Aux États-Unis, cette journée de célébration de Christophe Colomb, qui fâche les Amérindiens, était à l’origine destinée à valoriser l’héritage italo-américain et non à célébrer la colonisation d’un continent. Aujourd’hui, Donald Trump occultant les autochtones, se contente de fêter un « géant de la civilisation occidentale ».
Dans la seconde moitié du XXe siècle, les Amérindiens vivant aux États-Unis se sont insurgés contre le Jour de Colomb (Columbus Day), déclarant que la « découverte de l’Amérique » par un Européen, était pour eux un jour de deuil. Pourtant, à l’origine, ce jour férié n’était pas destiné à célébrer la colonisation d’un continent mais à valoriser l’héritage italo-américain, ainsi que la présence catholique dans un pays dominé par les protestants. Sans être une fête reconnue, le Columbus Day était fêté dès le XIXe par les migrants italiens confrontés à la discrimination et des vagues de violences anti-italiennes. Pour atténuer les tensions, le gouvernement américain a institué en 1892 " le jour de la découverte " à l'occasion du 400e anniversaire de l'arrivée des navires espagnols dans les Caraïbes. Mais c’est le président Franklin D. Roosevelt, en 1934, qui en fait officiellement un jour férié national placé le 12 octobre (comme en Espagne). Cette décision est due notamment au lobbying des Italiens mais aussi des Chevaliers de Colomb (Knights of Columbus), un mouvement catholique de bienfaisance. En Italie une Giornata nazionale di Cristoforo Colombo est célébrée chaque 12 octobre depuis 2004. Au États-Unis, en 1971, on est passé du 12 octobre au deuxième lundi d’octobre, qui cette année tombe le 13, sous forme d’un un jour férié fédéral.

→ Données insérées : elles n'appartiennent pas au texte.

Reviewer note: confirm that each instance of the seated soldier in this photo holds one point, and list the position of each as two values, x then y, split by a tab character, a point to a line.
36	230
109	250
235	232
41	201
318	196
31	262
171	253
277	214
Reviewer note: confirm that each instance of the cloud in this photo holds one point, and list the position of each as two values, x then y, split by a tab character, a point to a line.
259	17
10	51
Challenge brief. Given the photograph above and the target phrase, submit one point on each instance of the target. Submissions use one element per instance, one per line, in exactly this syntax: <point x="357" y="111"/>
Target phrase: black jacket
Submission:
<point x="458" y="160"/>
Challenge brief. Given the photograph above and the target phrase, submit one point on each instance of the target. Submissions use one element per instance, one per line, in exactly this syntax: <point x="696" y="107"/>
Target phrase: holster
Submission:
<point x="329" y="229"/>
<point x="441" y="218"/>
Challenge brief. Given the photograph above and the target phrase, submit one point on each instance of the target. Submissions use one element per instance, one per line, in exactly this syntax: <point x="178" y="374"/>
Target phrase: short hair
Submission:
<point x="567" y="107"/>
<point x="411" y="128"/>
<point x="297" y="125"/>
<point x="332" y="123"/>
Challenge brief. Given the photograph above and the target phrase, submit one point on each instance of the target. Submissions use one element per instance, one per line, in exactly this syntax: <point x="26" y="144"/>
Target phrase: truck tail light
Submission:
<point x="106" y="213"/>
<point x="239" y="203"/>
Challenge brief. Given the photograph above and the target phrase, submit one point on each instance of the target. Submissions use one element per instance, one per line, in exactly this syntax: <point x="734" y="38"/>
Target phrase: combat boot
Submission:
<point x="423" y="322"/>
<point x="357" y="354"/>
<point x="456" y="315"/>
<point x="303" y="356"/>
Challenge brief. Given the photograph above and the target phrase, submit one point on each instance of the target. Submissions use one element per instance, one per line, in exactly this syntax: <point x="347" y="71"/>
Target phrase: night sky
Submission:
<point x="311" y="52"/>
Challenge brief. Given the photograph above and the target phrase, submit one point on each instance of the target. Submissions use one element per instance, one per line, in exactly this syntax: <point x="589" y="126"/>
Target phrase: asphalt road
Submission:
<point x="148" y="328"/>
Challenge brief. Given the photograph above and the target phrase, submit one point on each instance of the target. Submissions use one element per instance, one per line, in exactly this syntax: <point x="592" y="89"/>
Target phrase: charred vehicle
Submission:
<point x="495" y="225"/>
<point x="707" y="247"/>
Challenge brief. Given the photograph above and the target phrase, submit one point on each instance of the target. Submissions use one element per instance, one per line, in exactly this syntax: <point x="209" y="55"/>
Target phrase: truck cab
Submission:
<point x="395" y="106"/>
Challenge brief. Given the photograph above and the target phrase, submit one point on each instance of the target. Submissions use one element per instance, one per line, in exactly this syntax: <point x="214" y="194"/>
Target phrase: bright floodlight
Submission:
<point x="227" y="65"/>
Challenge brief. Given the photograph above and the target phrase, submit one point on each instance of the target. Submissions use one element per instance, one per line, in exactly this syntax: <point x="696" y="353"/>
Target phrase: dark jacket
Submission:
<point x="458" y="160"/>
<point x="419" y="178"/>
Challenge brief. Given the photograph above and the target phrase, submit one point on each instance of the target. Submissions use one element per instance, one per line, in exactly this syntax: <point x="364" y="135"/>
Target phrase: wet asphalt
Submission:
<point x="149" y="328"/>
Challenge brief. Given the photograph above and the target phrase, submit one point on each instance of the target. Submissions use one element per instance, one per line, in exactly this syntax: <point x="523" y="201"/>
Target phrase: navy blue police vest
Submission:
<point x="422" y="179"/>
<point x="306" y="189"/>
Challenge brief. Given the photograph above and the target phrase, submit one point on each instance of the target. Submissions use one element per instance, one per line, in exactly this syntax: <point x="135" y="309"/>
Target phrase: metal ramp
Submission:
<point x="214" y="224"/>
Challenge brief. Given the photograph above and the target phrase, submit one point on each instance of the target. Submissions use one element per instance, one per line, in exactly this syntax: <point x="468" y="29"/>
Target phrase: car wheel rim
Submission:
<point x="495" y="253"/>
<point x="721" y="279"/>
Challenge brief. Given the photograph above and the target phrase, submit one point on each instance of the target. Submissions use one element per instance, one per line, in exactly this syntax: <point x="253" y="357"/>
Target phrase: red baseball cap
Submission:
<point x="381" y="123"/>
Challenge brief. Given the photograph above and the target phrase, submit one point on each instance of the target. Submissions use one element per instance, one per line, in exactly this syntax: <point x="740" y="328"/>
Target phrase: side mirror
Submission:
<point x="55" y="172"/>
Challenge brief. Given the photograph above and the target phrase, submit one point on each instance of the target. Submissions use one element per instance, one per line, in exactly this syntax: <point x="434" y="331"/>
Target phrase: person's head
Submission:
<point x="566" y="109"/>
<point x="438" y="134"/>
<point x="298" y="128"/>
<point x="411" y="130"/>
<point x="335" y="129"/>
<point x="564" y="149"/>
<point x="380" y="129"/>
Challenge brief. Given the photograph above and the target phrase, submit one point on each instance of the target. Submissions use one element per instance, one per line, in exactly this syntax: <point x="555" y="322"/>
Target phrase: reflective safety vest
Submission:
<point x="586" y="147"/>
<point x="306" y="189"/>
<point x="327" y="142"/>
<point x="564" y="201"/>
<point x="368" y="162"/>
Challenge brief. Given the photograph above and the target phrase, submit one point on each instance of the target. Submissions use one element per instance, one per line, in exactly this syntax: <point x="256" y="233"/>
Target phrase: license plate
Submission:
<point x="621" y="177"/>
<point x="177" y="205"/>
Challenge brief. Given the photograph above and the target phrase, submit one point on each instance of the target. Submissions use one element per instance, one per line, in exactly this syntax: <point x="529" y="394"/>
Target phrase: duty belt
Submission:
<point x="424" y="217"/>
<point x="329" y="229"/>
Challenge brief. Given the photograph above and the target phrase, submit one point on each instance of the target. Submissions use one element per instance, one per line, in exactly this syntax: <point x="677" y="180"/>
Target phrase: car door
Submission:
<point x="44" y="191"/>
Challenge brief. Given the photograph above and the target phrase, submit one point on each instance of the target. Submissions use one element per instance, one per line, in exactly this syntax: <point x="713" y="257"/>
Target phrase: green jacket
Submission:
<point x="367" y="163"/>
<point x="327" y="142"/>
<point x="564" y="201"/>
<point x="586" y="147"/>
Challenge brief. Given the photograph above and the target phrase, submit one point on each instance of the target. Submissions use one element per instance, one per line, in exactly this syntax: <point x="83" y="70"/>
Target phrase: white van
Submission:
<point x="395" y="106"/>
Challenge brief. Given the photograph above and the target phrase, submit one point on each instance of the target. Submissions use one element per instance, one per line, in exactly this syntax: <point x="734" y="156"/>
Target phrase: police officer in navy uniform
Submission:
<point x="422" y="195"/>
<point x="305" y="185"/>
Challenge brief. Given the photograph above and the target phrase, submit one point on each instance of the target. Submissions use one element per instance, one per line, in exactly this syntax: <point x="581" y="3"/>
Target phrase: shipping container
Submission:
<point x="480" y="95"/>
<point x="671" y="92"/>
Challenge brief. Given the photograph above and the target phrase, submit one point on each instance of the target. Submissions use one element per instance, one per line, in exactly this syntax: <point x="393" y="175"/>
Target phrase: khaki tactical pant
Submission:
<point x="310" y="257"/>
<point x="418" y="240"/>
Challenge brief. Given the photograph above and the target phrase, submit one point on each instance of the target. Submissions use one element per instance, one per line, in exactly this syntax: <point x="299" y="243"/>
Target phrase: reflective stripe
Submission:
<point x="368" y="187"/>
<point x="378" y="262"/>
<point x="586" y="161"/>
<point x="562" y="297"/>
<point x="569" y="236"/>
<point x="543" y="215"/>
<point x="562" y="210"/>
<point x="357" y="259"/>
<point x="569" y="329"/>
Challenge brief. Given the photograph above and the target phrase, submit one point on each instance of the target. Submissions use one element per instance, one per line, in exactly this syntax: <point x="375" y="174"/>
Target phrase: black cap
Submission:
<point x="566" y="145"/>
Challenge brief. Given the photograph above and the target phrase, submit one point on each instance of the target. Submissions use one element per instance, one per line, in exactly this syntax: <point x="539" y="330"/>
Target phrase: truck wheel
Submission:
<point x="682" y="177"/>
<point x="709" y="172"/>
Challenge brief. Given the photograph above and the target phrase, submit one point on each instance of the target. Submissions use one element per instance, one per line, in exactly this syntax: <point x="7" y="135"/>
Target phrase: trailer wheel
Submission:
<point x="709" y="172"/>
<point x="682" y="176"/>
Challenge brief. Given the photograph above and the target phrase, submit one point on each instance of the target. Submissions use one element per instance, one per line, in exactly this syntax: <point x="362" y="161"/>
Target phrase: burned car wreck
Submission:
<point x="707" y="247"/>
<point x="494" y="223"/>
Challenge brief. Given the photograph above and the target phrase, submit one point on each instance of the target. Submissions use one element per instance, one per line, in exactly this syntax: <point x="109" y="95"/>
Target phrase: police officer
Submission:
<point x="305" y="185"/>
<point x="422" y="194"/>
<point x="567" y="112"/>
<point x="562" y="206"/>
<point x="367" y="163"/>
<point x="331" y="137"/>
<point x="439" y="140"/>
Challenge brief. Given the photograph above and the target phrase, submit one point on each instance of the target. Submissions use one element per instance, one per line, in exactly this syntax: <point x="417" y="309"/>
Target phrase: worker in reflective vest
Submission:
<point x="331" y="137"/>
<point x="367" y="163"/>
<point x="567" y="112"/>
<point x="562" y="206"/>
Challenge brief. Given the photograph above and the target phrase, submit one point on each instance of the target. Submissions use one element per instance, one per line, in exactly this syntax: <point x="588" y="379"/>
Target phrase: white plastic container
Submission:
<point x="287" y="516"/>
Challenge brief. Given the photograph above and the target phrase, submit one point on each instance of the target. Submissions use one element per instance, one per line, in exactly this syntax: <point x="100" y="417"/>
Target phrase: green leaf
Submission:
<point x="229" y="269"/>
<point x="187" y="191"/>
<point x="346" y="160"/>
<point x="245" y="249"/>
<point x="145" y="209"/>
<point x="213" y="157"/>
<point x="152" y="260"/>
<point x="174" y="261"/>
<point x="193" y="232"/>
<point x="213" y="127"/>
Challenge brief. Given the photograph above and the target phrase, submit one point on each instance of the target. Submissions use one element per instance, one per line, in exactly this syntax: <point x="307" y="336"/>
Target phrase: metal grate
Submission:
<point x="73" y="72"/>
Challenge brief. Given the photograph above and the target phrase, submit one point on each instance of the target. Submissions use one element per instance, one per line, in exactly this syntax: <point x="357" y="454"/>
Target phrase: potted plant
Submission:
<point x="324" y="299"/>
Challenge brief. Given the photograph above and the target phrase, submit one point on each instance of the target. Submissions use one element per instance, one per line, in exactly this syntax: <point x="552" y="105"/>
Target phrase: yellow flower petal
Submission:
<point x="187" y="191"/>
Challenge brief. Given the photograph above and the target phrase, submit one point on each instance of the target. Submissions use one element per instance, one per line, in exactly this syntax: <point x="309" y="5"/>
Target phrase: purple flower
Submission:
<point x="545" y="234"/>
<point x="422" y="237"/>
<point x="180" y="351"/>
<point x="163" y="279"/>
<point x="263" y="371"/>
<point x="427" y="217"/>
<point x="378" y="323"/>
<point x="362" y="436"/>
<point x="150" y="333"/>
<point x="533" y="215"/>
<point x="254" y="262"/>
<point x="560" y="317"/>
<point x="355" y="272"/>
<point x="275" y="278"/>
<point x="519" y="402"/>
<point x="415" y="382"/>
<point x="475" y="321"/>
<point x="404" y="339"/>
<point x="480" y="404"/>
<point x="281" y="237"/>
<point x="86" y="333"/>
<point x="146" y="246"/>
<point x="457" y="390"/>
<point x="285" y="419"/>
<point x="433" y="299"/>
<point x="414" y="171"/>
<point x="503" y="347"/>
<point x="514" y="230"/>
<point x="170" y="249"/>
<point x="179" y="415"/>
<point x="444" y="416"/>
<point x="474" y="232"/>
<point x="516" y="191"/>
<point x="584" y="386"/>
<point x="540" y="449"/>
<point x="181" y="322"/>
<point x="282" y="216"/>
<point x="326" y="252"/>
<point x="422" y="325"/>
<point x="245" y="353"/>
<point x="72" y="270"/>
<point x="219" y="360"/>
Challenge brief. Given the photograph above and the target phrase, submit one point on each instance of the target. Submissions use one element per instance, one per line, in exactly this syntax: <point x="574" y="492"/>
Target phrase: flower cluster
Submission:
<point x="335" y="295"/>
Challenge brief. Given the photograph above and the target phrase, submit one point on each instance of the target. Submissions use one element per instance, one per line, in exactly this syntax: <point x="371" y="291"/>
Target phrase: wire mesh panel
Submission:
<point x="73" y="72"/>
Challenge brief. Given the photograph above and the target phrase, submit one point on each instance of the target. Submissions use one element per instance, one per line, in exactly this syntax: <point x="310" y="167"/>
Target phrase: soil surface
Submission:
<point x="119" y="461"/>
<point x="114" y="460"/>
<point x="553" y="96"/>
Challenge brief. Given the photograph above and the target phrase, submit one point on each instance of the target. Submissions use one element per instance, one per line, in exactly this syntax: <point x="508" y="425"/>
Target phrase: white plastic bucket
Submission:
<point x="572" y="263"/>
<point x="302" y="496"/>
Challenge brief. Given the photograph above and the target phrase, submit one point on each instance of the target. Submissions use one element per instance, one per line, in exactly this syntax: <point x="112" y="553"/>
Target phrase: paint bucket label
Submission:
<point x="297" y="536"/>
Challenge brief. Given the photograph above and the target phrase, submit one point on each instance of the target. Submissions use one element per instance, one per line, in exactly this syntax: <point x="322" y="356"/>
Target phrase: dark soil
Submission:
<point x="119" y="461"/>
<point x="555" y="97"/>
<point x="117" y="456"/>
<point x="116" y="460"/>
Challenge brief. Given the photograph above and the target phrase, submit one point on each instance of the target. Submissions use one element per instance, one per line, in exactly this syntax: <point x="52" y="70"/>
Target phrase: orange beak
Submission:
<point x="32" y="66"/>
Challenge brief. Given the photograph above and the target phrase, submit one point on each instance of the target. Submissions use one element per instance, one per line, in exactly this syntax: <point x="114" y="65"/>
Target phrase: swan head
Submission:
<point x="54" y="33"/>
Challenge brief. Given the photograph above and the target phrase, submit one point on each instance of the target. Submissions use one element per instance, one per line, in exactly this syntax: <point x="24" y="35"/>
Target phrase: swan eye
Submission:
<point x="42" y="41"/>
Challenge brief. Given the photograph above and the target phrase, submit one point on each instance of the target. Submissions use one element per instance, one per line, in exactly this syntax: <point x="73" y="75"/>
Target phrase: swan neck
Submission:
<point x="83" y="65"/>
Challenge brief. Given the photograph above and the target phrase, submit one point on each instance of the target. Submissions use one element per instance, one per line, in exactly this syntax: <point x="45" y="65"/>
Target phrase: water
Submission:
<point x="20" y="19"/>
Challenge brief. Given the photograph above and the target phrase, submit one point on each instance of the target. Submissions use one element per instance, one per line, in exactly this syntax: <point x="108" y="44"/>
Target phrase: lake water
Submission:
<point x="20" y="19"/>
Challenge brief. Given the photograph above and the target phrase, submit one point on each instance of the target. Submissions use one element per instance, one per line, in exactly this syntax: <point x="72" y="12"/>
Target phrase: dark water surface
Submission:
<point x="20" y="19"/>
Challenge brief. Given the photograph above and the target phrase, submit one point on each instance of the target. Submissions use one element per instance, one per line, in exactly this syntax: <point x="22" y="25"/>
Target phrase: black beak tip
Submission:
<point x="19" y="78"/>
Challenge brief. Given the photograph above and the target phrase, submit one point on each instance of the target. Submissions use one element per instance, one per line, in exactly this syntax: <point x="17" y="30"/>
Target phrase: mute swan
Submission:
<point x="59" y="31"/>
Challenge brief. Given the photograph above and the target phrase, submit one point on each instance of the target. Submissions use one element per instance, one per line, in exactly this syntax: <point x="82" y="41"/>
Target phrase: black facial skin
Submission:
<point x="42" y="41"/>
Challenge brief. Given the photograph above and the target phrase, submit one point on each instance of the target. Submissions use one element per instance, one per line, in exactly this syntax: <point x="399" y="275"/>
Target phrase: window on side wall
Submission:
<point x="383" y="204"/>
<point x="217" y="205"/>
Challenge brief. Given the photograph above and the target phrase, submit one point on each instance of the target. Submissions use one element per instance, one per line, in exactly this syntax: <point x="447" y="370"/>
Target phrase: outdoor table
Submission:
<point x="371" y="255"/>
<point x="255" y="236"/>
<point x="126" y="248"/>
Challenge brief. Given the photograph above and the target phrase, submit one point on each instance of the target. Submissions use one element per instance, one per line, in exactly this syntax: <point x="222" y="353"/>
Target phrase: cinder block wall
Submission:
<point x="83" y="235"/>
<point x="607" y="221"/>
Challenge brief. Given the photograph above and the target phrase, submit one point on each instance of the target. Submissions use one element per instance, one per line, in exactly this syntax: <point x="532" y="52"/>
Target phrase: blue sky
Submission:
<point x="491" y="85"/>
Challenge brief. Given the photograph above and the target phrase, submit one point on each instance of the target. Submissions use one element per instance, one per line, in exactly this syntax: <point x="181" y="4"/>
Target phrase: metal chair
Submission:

Le Jour de Colomb est un jour férié fédéral, ce qui signifie que les fonctionnaires fédéraux bénéficient normalement d'un jour de congé payé. Cette année, de nombreux bureaux fédéraux sont déjà fermés en raison de la paralysie continue du gouvernement à cause de l’incurie de la gestion du président Trump.
Ce jour férié tombe le deuxième lundi d'octobre dans tous ces États, à l'exception de l'État de Washington (où il est resté le 12 octobre) et de Porto Rico (le 19 novembre). Mais seuls 20 États et deux territoires font de la fête de Christophe Colomb un jour férié payé pour les fonctionnaires. Dans les autres, ils ne sont pas payés.
En raison de la controverse liée à la célébration de la « découverte » de l’Amérique, plusieurs États célèbrent le même jour une Journée des peuples autochtones (Indigenous Peoples' Day ou Native American Day) C’est le cas de l’Alabama (l’American Indian Heritage Day, co-célébré avec Columbus Day et un Fraternal Day) ; Hawaï (dès 1988) ; le Maine ; le Minnesota ; le Nebraska (co-célébré avec le Columbus Day) ; le Nouveau Mexique, Porto Rico (avec le Jour de la découverte de l'Amérique) ; le Rhode Island (co-célébré avec le Columbus Day) ; le Dakota du Sud (appelé Journée des Amérindiens et fêté le 19 novembre) ; le Vermont et Washington DC. En Californie, les deux journées (Columbus et Native) sont célébrées mais cela dépend chaque année de la décision du gouverneur… Au total, 17 États et le District de Columbia célèbrent des jours fériés en hommage aux Amérindiens le deuxième lundi d'octobre. Dans six États seulement, la journée est payée. Enfin certains États célèbrent les Amérindiens à une autre date, généralement en septembre. C’est le cas de l’Oklahoma célèbre également une Journée des Indiens, célébrée le premier samedi suivant la pleine lune de septembre.
En 2021, le président Joe Biden avait décidé de célébrer simultanément les deux journées, une première dans l'histoire des États-Unis. On pouvait s’en douter, Donald Trump n’a pas repris cet usage. Il se contente aujourd’hui de célébrer Christophe Colomb, un « géant de la civilisation occidentale » selon sa déclaration du 10 octobre 2025.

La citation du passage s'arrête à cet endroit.